Share:
Ecosystem security offer
- Standardize, secure and monitor Active Directory ;
- Standardize, secure and monitor Microsoft 365 suite components such as Azure AD directory, Exchange Online, OneDrive, SharePoint Online, Teams and Yamme ;
- Classify and protect data hosted in Microsoft ;
- Detect and block intrusion or data exfiltration attempts;
- Automate the reconstruction of an information system following a computer attack.
Standardize and secure Active Directory
Active Directory directories are a prime target for attackers. Becoming an administrator of an Active Directory domain allows an attacker to become an administrator of all the workstations and servers in that domain - typically 90% of the machines in an enterprise. This is a great opportunity for an attacker to take control of the entire information system.

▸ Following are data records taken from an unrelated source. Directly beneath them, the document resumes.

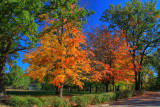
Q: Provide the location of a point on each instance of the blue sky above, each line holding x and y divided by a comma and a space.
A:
99, 6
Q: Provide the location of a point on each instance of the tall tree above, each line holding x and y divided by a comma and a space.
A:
60, 54
18, 30
60, 57
140, 22
17, 79
112, 55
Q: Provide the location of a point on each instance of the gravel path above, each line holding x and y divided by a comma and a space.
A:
151, 99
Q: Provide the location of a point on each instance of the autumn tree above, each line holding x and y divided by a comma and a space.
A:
112, 56
18, 30
60, 55
140, 23
16, 78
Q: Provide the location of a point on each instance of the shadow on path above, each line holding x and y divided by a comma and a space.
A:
150, 99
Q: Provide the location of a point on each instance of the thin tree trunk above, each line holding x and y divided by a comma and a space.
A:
107, 87
96, 88
90, 88
2, 77
61, 91
113, 87
57, 90
78, 89
69, 89
136, 75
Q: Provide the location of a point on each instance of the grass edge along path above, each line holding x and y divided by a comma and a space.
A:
80, 100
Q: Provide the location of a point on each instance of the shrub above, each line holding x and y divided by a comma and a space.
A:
33, 101
47, 101
138, 92
128, 93
98, 99
18, 101
57, 102
120, 95
82, 100
112, 96
105, 98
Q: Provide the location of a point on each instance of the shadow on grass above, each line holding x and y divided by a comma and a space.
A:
47, 93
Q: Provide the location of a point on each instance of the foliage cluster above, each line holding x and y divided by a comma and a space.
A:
17, 101
85, 100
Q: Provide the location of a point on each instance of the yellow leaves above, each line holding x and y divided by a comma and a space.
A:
60, 56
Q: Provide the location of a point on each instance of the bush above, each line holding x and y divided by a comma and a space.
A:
120, 95
57, 102
98, 99
138, 92
33, 101
128, 93
112, 96
82, 100
105, 98
18, 101
47, 101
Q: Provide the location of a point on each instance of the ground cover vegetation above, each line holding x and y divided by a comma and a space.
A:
122, 56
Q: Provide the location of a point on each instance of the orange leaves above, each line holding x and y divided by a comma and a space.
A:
60, 56
113, 60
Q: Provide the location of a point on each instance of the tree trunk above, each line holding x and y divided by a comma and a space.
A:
57, 90
61, 91
78, 89
96, 88
2, 77
107, 87
113, 87
118, 88
136, 75
90, 88
69, 89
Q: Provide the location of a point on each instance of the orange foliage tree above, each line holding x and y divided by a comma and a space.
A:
112, 56
60, 57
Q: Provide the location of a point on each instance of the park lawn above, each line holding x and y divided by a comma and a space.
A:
66, 94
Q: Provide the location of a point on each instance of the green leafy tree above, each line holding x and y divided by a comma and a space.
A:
60, 15
140, 22
18, 30
17, 79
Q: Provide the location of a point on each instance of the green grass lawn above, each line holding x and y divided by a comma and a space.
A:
46, 93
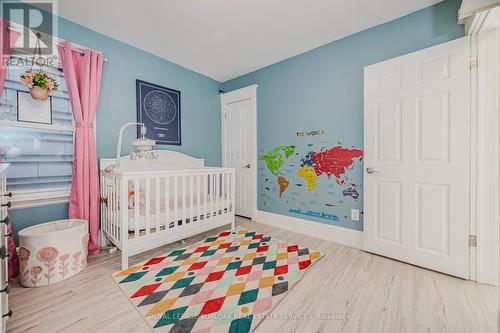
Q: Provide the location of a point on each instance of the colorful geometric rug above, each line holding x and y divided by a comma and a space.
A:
226, 283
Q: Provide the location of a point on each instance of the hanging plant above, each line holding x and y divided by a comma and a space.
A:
40, 83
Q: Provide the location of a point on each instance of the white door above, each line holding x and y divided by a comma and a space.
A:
239, 144
417, 141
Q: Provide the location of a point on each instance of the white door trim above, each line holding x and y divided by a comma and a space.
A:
249, 92
417, 206
484, 222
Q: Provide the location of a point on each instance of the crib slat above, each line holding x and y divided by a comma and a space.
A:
217, 193
147, 198
111, 190
198, 203
191, 208
109, 193
176, 200
116, 190
167, 203
205, 195
157, 204
136, 208
184, 213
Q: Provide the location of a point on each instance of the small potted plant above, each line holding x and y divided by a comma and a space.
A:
40, 83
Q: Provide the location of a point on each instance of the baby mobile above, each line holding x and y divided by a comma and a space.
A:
39, 82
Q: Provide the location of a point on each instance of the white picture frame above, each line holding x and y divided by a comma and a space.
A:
33, 110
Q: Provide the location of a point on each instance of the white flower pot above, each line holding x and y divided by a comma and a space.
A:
52, 252
39, 93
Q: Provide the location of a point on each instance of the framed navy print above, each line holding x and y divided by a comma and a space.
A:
159, 108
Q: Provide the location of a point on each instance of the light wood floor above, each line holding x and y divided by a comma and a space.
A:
378, 295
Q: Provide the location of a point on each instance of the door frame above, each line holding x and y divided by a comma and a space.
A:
241, 94
472, 256
485, 253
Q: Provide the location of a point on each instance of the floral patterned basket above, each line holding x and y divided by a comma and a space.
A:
52, 252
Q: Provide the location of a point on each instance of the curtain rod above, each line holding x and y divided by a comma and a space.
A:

To prevent this, Synetis offers an Active Directory security model. This model allows the automatic deployment of a Tiering model (customizable according to the specific needs of each company and organization), new administration accounts and centralized security parameters (GPO).
The security GPOs allow, among other things, to automatically change the local administrator account password via Microsoft LAPS deployment, to disable old or dangerous protocols (DIGEST, LM, NTLM V1, LMHASH, LLMNR, NBT-NS, SMB V1, etc.), to prevent a Tier 0 administrator from logging on to a non-Tier 0 machine and to manage the administrator status of a workstation or server via the addition of AD user accounts in groups.
The application of security GPOs is filtered according to group membership. It is therefore possible to apply them very gradually on production machines.
The security model is deployed via a PowerShell script (Open Source) and its operation can be customized by editing configuration files.
Synetis offers its customers a 4-step approach to secure an AD directory.
- Validate the proper functioning and security level of the Active Directory. Synetis relies on tools developed in-house and solutions from its partners Crowdstrike, PingCastle, SentinelOne, Tenable and Varonis;
- Define a customized action plan according to the company or organization's issues to improve the security level of the Active Directory;
- Tailor the Active Directory security model to the needs of its client;
- Deploy the security model progressively by adding users or machines to groups.
Standardize and secure the components of the Microsoft 365 suite such as the Azure AD directory
Becoming a general administrator of the Azure Active Directory allows an attacker to access all Microsoft 365 data - such as Exchange Online mailboxes or files hosted in OneDrive, SharePoint Online or even Teams. This includes data encrypted and protected with Microsoft Pureview Information Protection (formerly Azure Information Protection).
To fight against this threat, Synetis offers a Microsoft 365 security model. This model allows you to deploy a fine-grained administration delegation policy to secure the Azure AD directory and to activate many optional security parameters of the Microsoft 365 suite (advanced configuration of Exchange Online Protection antispam, activation of MFA on standard accounts, configuration of Microsoft Defender antivirus, etc.).
Synetis also takes care of securing Exchange On-Premise infrastructures - the target of numerous attacks in recent years (with, for example, the ProxyLogon flaws).
Classify and protect data hosted in Microsoft environments
To effectively classify and protect sensitive data hosted on Microsoft 365, Synetis offers its customers tools such as Microsoft Purview Information (formerly Azure Information Protection), Varonis Cloud or Varonis DSP.
This type of solution prevents an attacker from exfiltrating the company's data. Indeed, each file - protected by these solutions - is encrypted and has an access control mechanism. An administrator can then, for example, remotely revoke access to a protected file even if it is hosted on a machine outside the company's network.
Detect and block intrusion or data exfiltration attempts
- Connecting to malicious URLs;
- Unusual behavior of a user account or machine (login time, unusual action);
- Unusual access or modification of files (modification of a large amount of data).
Automate the reconstruction of an information system following a computer attack
After a cyber attack, the average time to restore IT services is 3 to 7 weeks. Our information system reconstruction offer allows to reduce this delay through :
Our Infrastructure-as-Code solutions that automate the creation of the attacked company's servers and network equipment in a public cloud solution - such as Microsoft Azure ;
Our tools toautomate the configuration of an Active Directory and a Microsoft 365 Tenant.